Brad Bumsted, Tribune-Review, 1/18/14
If you don't know why this is possibly the most ironic passage ever written by a Capitol correspondent in the history of Pennsylvania politics, perhaps you never read this one:
"We, too, are concerned at the length of time this process [Corbett's investigation of the legislature] is taking. It is fully more than two years since Corbett's office began working on the issue ...If this goes much further Corbett risks being accused of using it to launch what many expect will be a gubernatorial bid in 2010." -- Patriot-News editorial, 7/12/09
The very investigation that Kane will be accused of politicizing if she releases findings too close to the election was precipitated by Corbett's concern that he would be accused of politicizing an investigation if he released findings too close to an election.

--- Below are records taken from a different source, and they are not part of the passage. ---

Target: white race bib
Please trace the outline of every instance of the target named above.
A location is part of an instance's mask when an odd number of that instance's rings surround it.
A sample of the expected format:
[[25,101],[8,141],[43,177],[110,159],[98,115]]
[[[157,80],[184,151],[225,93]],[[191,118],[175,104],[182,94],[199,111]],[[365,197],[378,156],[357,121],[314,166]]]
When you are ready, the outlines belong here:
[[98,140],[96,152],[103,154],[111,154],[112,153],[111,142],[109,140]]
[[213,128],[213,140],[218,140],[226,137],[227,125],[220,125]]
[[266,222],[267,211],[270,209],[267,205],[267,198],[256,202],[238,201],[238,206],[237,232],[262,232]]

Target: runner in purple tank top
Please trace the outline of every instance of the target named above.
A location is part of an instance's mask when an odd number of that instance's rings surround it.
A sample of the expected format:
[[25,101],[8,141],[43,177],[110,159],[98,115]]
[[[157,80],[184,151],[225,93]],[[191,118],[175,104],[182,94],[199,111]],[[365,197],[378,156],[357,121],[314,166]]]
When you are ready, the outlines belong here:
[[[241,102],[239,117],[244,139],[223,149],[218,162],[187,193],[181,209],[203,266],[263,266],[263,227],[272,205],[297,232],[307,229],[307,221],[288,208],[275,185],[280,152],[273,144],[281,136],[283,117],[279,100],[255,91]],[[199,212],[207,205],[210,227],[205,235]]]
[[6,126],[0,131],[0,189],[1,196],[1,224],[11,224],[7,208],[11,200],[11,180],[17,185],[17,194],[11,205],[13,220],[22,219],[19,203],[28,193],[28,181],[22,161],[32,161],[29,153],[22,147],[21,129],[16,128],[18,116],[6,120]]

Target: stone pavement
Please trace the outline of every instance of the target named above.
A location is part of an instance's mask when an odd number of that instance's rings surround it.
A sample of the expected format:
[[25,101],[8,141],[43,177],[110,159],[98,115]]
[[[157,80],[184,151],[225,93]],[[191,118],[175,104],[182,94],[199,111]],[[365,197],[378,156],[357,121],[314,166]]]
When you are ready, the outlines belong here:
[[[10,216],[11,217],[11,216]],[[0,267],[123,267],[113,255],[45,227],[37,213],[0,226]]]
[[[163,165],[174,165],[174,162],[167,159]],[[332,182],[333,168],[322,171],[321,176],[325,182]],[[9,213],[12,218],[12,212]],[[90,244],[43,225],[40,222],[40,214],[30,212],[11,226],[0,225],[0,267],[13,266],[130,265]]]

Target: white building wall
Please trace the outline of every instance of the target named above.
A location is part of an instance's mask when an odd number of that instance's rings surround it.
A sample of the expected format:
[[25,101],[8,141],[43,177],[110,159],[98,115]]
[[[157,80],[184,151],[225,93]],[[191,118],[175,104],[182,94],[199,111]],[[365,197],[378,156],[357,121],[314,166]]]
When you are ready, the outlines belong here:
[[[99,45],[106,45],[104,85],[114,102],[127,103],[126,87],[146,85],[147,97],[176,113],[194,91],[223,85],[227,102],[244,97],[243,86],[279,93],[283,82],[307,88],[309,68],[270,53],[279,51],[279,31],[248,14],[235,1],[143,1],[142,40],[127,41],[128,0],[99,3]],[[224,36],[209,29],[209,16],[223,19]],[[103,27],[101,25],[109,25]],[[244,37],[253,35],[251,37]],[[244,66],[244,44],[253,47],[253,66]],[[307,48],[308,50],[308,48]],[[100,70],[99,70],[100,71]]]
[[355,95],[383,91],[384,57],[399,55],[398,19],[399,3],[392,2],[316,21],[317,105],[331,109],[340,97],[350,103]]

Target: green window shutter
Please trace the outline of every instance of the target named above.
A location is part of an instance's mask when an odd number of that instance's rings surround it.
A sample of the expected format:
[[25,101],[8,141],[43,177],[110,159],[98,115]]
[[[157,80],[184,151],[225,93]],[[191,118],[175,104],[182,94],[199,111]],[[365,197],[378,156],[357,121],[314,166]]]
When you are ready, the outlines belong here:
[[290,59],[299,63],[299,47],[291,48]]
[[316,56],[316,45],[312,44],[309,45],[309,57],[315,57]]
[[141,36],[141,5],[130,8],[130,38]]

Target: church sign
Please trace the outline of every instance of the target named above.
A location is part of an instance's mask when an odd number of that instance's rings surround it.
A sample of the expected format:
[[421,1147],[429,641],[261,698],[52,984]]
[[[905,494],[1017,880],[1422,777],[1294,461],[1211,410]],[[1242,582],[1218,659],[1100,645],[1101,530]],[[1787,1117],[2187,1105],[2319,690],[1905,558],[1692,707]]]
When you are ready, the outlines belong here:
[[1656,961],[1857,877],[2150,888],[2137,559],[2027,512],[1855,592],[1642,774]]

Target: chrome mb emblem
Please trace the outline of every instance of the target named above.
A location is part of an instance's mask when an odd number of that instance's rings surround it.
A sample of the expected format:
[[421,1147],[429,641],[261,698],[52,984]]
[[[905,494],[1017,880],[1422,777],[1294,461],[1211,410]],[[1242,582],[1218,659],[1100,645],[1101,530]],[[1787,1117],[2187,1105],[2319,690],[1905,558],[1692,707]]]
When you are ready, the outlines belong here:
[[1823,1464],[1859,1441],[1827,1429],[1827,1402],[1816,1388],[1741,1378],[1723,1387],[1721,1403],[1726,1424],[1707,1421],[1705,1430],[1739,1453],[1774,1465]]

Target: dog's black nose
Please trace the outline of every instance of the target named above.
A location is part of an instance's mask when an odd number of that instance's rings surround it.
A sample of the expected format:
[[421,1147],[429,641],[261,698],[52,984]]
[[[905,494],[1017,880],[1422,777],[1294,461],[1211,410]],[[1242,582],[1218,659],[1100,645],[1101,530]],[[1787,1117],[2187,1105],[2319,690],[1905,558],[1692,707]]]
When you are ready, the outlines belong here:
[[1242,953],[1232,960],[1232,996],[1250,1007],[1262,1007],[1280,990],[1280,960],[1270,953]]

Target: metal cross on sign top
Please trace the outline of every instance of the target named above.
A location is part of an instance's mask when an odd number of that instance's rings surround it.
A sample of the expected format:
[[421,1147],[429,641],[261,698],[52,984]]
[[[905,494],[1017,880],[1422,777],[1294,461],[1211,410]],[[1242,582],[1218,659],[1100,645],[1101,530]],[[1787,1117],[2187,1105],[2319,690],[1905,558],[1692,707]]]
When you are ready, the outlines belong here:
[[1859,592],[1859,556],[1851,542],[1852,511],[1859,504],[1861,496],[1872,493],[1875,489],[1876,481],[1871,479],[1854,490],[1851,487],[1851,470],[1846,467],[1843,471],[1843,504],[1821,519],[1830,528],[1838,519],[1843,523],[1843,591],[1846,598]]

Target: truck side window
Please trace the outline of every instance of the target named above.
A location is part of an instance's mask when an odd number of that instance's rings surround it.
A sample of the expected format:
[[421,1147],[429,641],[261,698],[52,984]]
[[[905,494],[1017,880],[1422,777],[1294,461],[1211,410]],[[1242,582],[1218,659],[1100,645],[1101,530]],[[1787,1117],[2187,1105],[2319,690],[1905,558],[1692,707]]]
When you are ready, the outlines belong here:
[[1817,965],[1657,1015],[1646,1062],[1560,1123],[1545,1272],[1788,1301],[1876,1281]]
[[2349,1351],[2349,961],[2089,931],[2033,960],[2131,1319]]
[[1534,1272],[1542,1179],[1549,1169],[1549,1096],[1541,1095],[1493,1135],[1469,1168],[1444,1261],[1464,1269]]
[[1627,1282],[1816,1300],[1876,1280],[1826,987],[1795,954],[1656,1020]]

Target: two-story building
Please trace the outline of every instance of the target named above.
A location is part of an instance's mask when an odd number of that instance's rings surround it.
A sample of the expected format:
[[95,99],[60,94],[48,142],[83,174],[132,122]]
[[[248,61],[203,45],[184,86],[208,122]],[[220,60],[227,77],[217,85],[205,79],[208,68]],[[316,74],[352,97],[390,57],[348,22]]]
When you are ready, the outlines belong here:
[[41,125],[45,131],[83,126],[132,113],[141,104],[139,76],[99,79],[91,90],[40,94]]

We have demonstrated repeatedly - and the lead investigator on the case has admitted - that Corbett blew off the Sandusky complaint in 2009 because he was obsessed with nailing down indictments of House Republican "Speaker Emeritus" John Perzel and House Democratic Craven Coward Bill DeWeese before the start of an election year.
The deeper irony is that the investigation already had been politicized to an unprecedented degree, without a shred of pushback from either the press or the voters.
It's still stunning that Corbett's September 2008 announcement of a "moratorium" on additional charges in the legislative investigation wasn't met with incredulous howls of mockery.
In essence, what Corbett had announced was that weeks before Election Day, he was happy to stage a dog-and-pony show of a hearing accusing Democrats (of 272 counts which resulted in acquittals or were dropped), but he didn't want to influence that same election by charging any Republicans with wrongdoing. Bumsted still thinks it is a dandy policy to suppress negative information about GOP candidates until after Election Day, suggesting "Here's a novel idea: Kane could publicly announce the report [on the Sandusky case] won't be released until Nov. 5 regardless of when it's completed."
What made Corbett's 2008 "moratorium" completely ludicrous - as any reporter who had bothered to read the presentment could've told us - was that Corbett was nowhere near prepared to indict a Republican by Election Day 2008. When he announced his "moratorium," Corbett had not even begun to investigate House Republicans in earnest. It was a month after that announcement that he convened hearings to force House Republicans to comply with subpoenas that the caucus had ignored, with impunity, for a full year.
So: in 2008, Corbett announced that he didn't want to politicize an investigation that he'd already irredeemably politicized by announcing charges in an investigation that he hadn't even begun. Six years later, it's Kane, who stands a chance of exposing how Corbett's bungled political maneuvering delayed capture of child rapist for nearly three years, who's accused of playing politics.